Share Mag10 Oct 2016 10:43
Canny management and copper-bottomed balance sheet are strengths for car dealer
James Crux
Share price weakness at ambitious automotive retailer Vertu Motors (VTU:AIM) represents an attractive entry point for investors. While Brexit could impact spending on big-ticket purchases including cars, Vertu has growth levers to pull and a reassuringly strong balance sheet under the bonnet.
Since floating in 2006 with a stated ‘buy-and-build’ strategy, Vertu has grown into the UK’s fifth largest automotive retailer, trading under brands including Bristol Street Motors, Vertu and Macklin Motors. Shares have drifted down from 78p in January to 50.25p, reflecting worries about a new car market cooling and the impact of an EU exit on the industry. Yet Vertu’s pre-close update (1 Sep) highlighted robust half-year trading and astute CEO Robert Forrester still expects to deliver record full-year sales and profit.
SMMT data since April shows the trend in UK private vehicle sales slowing following a period of sustained growth to record levels and Vertu’s September new car orders have indeed cooled. However high-quality, repeatable aftersales and used car sales, speaking for the bulk of profitability, continue to grow.

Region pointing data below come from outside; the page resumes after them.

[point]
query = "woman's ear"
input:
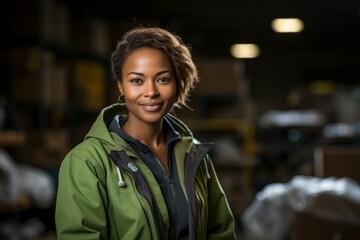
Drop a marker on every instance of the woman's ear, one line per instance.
(120, 88)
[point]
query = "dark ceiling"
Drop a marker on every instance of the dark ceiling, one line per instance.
(328, 48)
(212, 26)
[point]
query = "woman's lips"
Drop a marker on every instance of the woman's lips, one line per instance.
(151, 107)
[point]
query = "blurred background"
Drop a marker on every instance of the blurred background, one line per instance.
(279, 95)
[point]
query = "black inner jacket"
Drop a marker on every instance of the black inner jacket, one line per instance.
(175, 200)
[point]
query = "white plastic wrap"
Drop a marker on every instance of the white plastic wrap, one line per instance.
(17, 180)
(9, 181)
(270, 215)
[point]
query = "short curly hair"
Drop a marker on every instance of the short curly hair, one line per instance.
(185, 71)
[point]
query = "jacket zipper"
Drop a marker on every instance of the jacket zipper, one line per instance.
(175, 201)
(142, 187)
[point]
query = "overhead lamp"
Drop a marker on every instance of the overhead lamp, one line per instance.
(245, 50)
(287, 25)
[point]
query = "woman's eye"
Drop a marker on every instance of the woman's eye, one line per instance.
(163, 80)
(136, 81)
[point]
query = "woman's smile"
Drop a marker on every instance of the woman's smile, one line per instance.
(148, 85)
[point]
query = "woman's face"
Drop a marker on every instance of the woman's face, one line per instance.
(148, 85)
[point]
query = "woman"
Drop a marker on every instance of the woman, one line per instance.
(139, 173)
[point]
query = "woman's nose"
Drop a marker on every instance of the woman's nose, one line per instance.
(150, 90)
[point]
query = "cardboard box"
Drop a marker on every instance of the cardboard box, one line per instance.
(91, 37)
(90, 78)
(311, 227)
(337, 161)
(49, 147)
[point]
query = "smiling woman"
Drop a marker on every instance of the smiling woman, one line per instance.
(140, 173)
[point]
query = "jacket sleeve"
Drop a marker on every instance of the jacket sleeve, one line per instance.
(221, 224)
(80, 205)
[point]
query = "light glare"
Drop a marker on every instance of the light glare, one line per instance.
(245, 50)
(283, 25)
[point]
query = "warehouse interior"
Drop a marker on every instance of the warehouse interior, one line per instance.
(283, 121)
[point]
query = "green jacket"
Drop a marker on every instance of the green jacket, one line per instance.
(92, 205)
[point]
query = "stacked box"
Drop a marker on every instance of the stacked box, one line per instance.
(90, 77)
(49, 147)
(91, 37)
(36, 77)
(46, 19)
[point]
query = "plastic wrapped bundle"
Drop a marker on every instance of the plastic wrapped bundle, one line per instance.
(270, 215)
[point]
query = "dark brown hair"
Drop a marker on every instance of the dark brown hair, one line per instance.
(185, 71)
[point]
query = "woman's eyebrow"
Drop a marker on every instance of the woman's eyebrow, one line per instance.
(141, 74)
(135, 73)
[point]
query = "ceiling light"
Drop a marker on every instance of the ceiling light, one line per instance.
(245, 50)
(283, 25)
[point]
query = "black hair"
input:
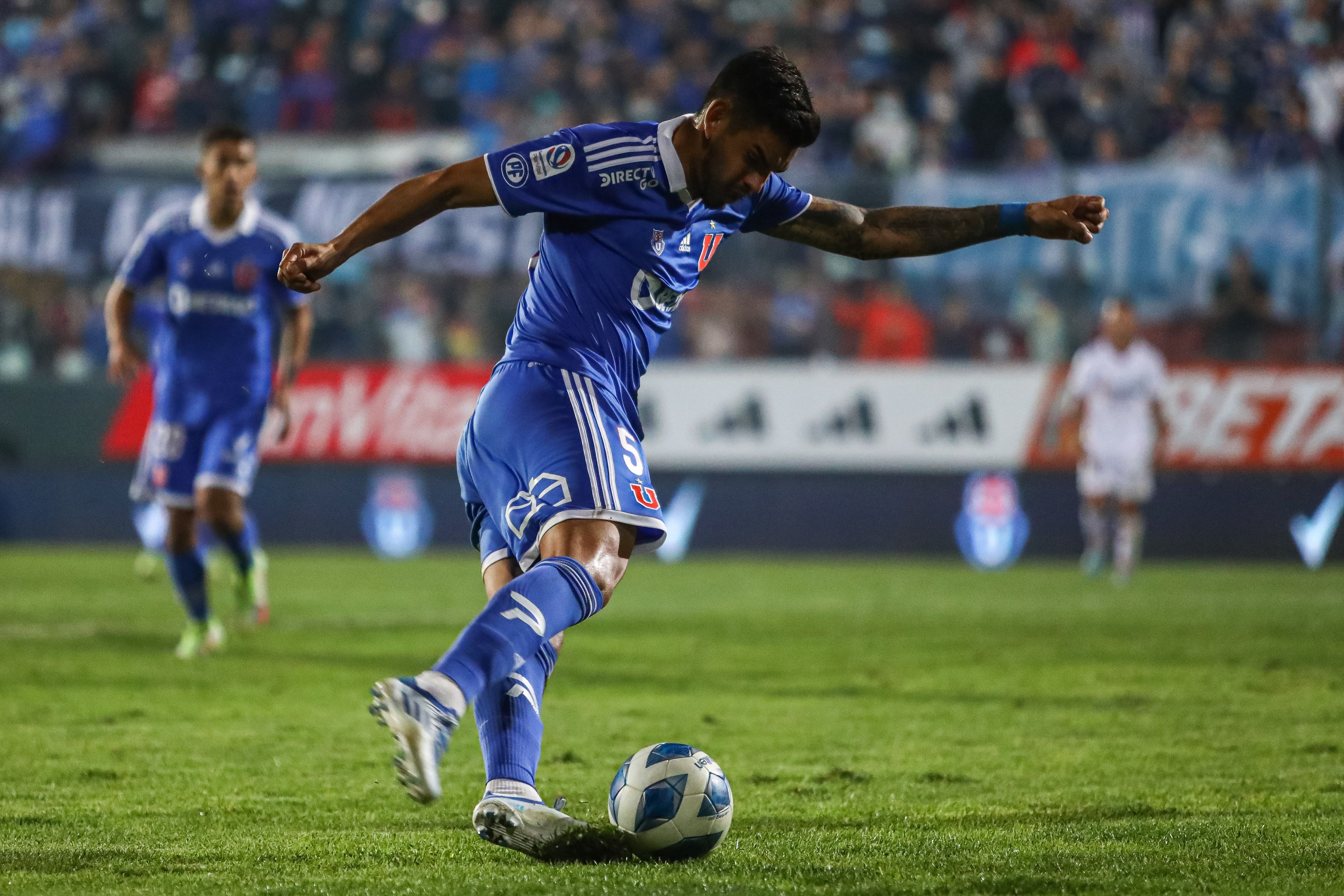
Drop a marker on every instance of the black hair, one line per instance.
(767, 89)
(221, 134)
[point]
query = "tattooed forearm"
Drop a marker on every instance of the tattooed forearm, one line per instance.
(890, 233)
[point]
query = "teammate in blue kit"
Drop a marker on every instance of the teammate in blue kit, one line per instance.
(213, 370)
(550, 464)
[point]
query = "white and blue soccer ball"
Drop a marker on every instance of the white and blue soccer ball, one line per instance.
(674, 800)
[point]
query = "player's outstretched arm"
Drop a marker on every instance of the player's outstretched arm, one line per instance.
(463, 186)
(124, 359)
(905, 231)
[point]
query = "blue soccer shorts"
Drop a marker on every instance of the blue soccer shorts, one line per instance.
(548, 445)
(217, 453)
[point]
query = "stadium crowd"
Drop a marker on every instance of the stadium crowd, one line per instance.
(898, 83)
(902, 87)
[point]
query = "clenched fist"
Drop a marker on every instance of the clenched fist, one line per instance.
(306, 264)
(1074, 218)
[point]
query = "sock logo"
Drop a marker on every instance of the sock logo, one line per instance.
(523, 690)
(527, 613)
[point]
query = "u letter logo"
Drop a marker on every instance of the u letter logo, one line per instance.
(646, 496)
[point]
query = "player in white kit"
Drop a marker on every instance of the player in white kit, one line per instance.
(1113, 424)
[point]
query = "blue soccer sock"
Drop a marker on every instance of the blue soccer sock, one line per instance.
(509, 720)
(189, 578)
(529, 612)
(241, 545)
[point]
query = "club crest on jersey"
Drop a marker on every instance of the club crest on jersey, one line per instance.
(553, 160)
(646, 496)
(514, 170)
(712, 245)
(245, 277)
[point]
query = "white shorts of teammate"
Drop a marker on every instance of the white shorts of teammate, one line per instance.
(1125, 479)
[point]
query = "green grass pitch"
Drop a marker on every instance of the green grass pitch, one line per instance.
(888, 726)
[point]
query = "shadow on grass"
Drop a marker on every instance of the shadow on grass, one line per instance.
(131, 863)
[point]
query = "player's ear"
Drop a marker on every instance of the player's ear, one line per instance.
(717, 116)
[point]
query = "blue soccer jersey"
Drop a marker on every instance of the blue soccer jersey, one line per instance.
(213, 351)
(623, 244)
(212, 348)
(557, 433)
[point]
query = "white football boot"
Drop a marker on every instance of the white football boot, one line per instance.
(423, 727)
(521, 824)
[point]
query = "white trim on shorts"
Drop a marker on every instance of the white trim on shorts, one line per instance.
(174, 500)
(216, 481)
(534, 553)
(597, 447)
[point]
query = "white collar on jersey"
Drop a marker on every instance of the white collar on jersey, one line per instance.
(671, 162)
(246, 224)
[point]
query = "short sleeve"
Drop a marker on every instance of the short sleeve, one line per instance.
(148, 257)
(1158, 374)
(777, 204)
(284, 296)
(544, 175)
(1080, 373)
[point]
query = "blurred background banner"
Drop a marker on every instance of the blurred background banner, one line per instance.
(366, 413)
(1232, 418)
(1174, 229)
(779, 416)
(837, 416)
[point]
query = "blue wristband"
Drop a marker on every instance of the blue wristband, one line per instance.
(1013, 220)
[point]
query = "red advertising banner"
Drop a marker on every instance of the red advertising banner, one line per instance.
(1232, 417)
(345, 413)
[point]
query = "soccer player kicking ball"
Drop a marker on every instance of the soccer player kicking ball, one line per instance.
(550, 464)
(213, 370)
(1112, 416)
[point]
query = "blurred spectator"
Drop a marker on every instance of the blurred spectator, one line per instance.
(1201, 142)
(396, 109)
(889, 326)
(956, 338)
(988, 117)
(793, 317)
(1241, 312)
(1041, 322)
(156, 91)
(310, 92)
(886, 138)
(409, 324)
(928, 85)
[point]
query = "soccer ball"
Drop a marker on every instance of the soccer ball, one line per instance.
(674, 798)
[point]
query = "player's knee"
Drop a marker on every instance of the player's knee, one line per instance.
(603, 547)
(221, 510)
(182, 531)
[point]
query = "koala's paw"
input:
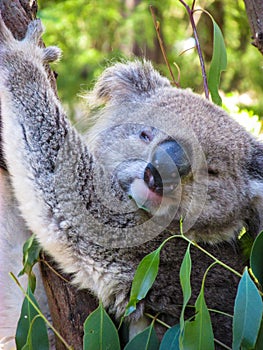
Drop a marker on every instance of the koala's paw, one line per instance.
(29, 45)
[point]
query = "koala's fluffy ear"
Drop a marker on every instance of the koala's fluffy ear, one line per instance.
(130, 82)
(255, 171)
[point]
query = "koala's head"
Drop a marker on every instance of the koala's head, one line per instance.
(175, 155)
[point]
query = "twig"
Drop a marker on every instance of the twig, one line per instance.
(157, 28)
(40, 313)
(201, 59)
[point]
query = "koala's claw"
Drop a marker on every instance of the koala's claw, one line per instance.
(51, 54)
(5, 34)
(34, 31)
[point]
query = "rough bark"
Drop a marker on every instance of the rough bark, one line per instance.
(68, 306)
(254, 9)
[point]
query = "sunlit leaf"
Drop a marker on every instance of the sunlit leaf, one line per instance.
(31, 330)
(218, 64)
(100, 332)
(185, 275)
(247, 314)
(170, 340)
(198, 334)
(146, 340)
(31, 250)
(259, 342)
(144, 278)
(256, 258)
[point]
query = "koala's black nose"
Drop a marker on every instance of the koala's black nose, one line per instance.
(169, 162)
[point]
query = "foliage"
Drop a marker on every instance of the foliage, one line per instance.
(100, 332)
(93, 33)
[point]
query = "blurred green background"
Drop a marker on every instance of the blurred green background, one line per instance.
(93, 34)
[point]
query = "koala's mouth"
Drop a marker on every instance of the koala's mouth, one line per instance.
(144, 197)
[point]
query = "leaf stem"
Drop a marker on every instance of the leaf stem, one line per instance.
(157, 320)
(157, 29)
(219, 262)
(190, 12)
(222, 344)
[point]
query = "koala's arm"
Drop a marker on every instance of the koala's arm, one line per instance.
(35, 135)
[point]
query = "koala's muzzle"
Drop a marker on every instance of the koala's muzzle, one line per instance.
(168, 164)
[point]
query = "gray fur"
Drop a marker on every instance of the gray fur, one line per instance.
(73, 190)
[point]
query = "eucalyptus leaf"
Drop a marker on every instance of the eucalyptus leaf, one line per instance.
(259, 343)
(100, 332)
(247, 314)
(144, 278)
(31, 250)
(198, 334)
(218, 64)
(146, 340)
(256, 258)
(185, 275)
(31, 330)
(170, 339)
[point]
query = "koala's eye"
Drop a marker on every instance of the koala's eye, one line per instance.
(213, 172)
(146, 135)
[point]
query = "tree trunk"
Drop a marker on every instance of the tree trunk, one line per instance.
(68, 306)
(254, 10)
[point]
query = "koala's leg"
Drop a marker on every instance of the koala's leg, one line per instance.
(34, 129)
(13, 234)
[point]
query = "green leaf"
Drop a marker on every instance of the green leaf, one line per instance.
(31, 330)
(31, 250)
(256, 258)
(185, 275)
(144, 278)
(170, 340)
(247, 314)
(146, 340)
(198, 334)
(100, 332)
(259, 342)
(218, 64)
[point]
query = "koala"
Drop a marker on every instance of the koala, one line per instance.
(99, 202)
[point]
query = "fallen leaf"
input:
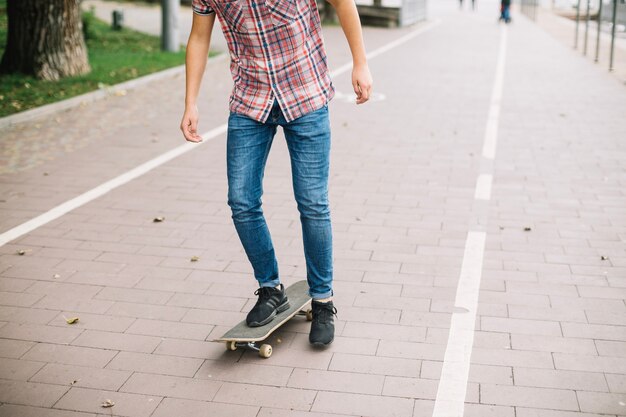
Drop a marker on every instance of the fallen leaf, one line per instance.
(107, 404)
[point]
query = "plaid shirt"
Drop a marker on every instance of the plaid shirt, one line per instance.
(276, 52)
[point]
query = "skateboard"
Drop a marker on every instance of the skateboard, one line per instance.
(246, 337)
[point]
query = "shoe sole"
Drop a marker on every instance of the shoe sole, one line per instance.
(320, 344)
(279, 309)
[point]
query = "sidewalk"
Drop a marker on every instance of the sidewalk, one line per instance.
(564, 30)
(550, 330)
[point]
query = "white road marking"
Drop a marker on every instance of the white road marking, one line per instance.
(483, 187)
(450, 400)
(146, 167)
(491, 135)
(104, 188)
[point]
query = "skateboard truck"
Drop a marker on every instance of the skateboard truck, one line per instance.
(264, 350)
(243, 336)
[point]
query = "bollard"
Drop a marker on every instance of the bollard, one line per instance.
(598, 34)
(577, 21)
(613, 35)
(117, 21)
(586, 28)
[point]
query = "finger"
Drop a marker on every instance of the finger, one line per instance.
(357, 90)
(189, 135)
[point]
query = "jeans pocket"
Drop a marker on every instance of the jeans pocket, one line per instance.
(282, 12)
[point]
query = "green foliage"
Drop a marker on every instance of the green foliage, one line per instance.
(115, 56)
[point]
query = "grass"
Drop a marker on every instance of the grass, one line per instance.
(115, 56)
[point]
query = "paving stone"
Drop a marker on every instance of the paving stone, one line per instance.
(599, 402)
(375, 365)
(19, 370)
(170, 329)
(81, 376)
(532, 327)
(553, 344)
(174, 406)
(30, 393)
(14, 348)
(90, 400)
(529, 397)
(71, 355)
(117, 341)
(336, 381)
(230, 371)
(258, 395)
(171, 386)
(11, 410)
(589, 363)
(39, 333)
(362, 405)
(155, 364)
(579, 381)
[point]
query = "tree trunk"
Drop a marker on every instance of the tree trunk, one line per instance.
(45, 39)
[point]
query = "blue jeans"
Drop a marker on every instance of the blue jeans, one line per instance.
(308, 140)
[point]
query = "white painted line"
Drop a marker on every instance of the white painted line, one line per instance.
(450, 400)
(491, 134)
(393, 44)
(483, 187)
(102, 189)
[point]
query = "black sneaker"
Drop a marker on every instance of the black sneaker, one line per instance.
(323, 324)
(271, 302)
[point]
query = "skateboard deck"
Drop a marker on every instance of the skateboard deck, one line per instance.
(244, 336)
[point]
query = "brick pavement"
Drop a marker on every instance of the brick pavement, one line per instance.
(550, 339)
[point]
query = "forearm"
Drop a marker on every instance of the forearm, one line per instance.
(195, 60)
(351, 25)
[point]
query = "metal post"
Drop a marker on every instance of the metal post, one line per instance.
(586, 28)
(577, 21)
(169, 25)
(613, 35)
(598, 34)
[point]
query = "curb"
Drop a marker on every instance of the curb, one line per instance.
(96, 95)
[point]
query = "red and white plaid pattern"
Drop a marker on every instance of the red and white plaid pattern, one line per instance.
(276, 52)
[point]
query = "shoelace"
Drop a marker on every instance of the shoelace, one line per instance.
(264, 293)
(324, 313)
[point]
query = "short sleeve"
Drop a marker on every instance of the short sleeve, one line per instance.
(201, 7)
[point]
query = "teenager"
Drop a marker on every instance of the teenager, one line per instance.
(281, 78)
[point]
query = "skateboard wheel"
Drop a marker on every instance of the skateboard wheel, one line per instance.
(265, 351)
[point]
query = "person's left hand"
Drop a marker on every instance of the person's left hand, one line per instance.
(362, 83)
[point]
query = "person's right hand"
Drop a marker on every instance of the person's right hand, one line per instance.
(189, 125)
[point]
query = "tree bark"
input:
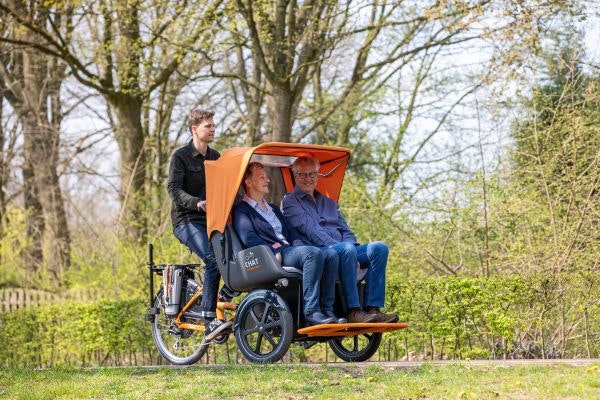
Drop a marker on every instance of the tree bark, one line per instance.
(130, 139)
(31, 83)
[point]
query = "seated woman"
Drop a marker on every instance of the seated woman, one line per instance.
(258, 222)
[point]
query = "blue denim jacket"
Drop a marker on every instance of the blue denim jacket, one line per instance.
(254, 230)
(320, 223)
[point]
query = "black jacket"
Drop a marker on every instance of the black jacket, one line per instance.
(187, 184)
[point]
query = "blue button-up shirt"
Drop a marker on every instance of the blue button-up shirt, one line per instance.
(318, 220)
(268, 215)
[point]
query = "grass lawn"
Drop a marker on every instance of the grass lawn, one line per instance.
(456, 381)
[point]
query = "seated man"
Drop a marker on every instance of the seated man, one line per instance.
(258, 222)
(320, 223)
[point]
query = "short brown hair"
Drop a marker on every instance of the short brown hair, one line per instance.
(249, 171)
(197, 116)
(305, 160)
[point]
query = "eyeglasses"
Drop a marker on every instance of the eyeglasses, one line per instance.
(304, 175)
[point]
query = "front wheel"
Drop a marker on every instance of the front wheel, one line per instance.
(356, 348)
(177, 346)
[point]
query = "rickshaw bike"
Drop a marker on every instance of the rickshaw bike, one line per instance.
(269, 317)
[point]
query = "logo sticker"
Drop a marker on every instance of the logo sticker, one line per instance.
(251, 262)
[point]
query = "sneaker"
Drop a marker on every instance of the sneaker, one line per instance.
(357, 316)
(383, 317)
(215, 328)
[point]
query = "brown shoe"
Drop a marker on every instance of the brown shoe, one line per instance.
(360, 316)
(383, 317)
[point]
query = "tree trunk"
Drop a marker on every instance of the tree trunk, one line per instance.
(41, 155)
(279, 107)
(130, 138)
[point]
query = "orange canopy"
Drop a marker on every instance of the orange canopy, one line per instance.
(224, 176)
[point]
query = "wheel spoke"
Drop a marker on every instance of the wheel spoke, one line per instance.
(265, 313)
(270, 339)
(254, 316)
(355, 341)
(258, 343)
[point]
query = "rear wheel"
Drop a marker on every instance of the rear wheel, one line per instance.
(177, 346)
(356, 348)
(264, 327)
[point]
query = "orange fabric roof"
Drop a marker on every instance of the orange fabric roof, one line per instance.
(224, 176)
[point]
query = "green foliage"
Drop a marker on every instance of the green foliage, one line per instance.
(12, 243)
(102, 333)
(518, 316)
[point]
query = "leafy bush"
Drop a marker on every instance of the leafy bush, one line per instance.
(519, 316)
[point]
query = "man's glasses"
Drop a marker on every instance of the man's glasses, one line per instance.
(304, 175)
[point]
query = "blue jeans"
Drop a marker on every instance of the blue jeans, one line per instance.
(372, 256)
(194, 236)
(328, 278)
(310, 260)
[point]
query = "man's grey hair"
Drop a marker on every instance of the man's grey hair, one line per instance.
(305, 160)
(197, 116)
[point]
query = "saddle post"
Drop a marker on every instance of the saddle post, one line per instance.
(150, 270)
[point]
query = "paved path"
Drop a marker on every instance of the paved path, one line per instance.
(410, 364)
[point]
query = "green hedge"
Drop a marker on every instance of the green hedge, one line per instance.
(544, 315)
(106, 332)
(540, 316)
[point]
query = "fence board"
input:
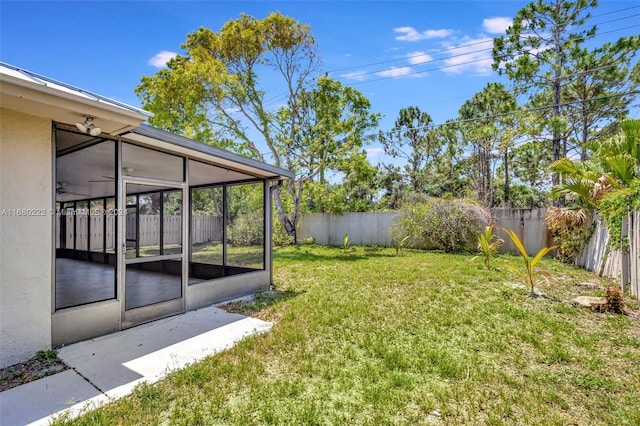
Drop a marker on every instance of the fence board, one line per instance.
(634, 253)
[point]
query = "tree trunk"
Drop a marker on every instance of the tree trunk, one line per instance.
(506, 177)
(289, 227)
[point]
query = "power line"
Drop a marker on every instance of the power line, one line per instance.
(486, 117)
(452, 65)
(470, 45)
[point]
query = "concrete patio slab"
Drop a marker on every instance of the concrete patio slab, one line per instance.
(109, 367)
(33, 401)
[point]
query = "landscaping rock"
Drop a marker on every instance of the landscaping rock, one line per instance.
(590, 301)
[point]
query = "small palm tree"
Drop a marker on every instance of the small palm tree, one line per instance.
(530, 274)
(488, 244)
(615, 163)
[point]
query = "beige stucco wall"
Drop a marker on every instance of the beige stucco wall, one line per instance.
(25, 240)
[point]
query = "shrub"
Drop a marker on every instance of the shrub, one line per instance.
(449, 225)
(571, 230)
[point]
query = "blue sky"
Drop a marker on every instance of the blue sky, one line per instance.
(398, 53)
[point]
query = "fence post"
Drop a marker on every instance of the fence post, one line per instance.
(625, 258)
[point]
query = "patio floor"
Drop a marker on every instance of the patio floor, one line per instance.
(109, 367)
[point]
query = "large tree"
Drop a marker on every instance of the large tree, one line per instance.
(413, 141)
(333, 123)
(538, 53)
(228, 89)
(487, 122)
(600, 92)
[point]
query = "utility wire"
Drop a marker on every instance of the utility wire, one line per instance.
(453, 65)
(474, 44)
(275, 99)
(486, 117)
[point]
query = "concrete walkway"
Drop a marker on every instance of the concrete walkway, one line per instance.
(109, 367)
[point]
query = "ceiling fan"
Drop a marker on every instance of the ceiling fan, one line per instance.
(106, 179)
(61, 188)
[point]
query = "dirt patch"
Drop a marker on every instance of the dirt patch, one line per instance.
(45, 363)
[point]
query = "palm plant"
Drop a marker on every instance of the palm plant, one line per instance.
(488, 244)
(615, 162)
(531, 274)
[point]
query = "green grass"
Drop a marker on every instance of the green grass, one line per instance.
(367, 337)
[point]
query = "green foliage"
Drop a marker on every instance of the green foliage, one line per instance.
(399, 244)
(49, 356)
(614, 207)
(609, 181)
(488, 244)
(345, 242)
(530, 275)
(490, 129)
(449, 225)
(247, 229)
(413, 141)
(571, 230)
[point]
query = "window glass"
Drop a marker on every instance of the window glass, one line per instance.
(245, 226)
(172, 222)
(206, 225)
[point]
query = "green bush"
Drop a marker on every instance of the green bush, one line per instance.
(449, 225)
(571, 230)
(614, 207)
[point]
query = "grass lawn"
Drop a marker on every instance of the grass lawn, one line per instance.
(365, 337)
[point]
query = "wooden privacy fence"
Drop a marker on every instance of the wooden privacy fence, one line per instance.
(204, 229)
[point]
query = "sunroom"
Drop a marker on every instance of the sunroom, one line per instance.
(142, 223)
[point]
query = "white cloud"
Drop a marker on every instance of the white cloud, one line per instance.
(418, 57)
(374, 153)
(161, 58)
(355, 75)
(497, 25)
(411, 34)
(395, 72)
(472, 57)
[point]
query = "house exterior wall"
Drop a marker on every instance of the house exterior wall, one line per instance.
(25, 236)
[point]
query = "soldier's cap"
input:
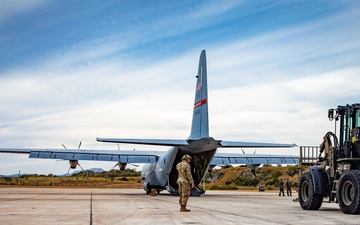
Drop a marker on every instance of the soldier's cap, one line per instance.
(186, 157)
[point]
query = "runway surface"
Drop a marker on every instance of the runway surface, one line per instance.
(131, 206)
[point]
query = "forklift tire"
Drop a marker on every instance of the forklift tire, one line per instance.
(349, 192)
(307, 198)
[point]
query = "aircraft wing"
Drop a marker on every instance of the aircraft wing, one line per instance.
(236, 144)
(237, 158)
(124, 156)
(163, 142)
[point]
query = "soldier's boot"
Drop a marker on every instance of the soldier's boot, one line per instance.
(184, 209)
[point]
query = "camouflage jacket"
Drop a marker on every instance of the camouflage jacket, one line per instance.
(184, 173)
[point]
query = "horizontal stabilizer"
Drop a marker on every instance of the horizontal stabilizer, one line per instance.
(236, 144)
(162, 142)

‘The result of the referendum to leave the European Union has, to date, not impacted consumer confidence as adversely as some were initially predicting and the group has not experienced any significant change in consumer behaviour,’ says Vertu. Record low interest rates and record employment in the UK provide a healthy backdrop for the motor retail sector, although the weak pound creates uncertainties around manufacturers’ strategies on pricing.
It is worth pointing out that the UK represents the second biggest market for new vehicles in the current EU and thousands of continental European jobs are reliant on a continuation of this trade with the UK, so manufacturers will be keen to support UK retailers through the uncertainty.
Vertu is well-placed to profit from prevailing conditions through its established network of volume and premium car dealerships and can turbo-charge earnings through M&A, having proven its ability to acquire and turn round underperforming dealerships. Vertu has a strong, asset-backed balance sheet and the majority of the £35 million raised in a March placing has been deployed in earnings-enhancing acquisitions.
Liberum has a ‘buy’ rating and 100p price target for Vertu. For the year to February 2017, the broker forecasts growth in adjusted pre-tax profits to £31.4 million (2016: £27.4 million) for 6.2p of earnings and a maintained 1.3p dividend. On these metrics, Vertu looks oversold on a grudging PE of 8 with a 2.6% dividend yield.
Shares says BUY : "Vertu Motors is significantly oversold at 50.25p."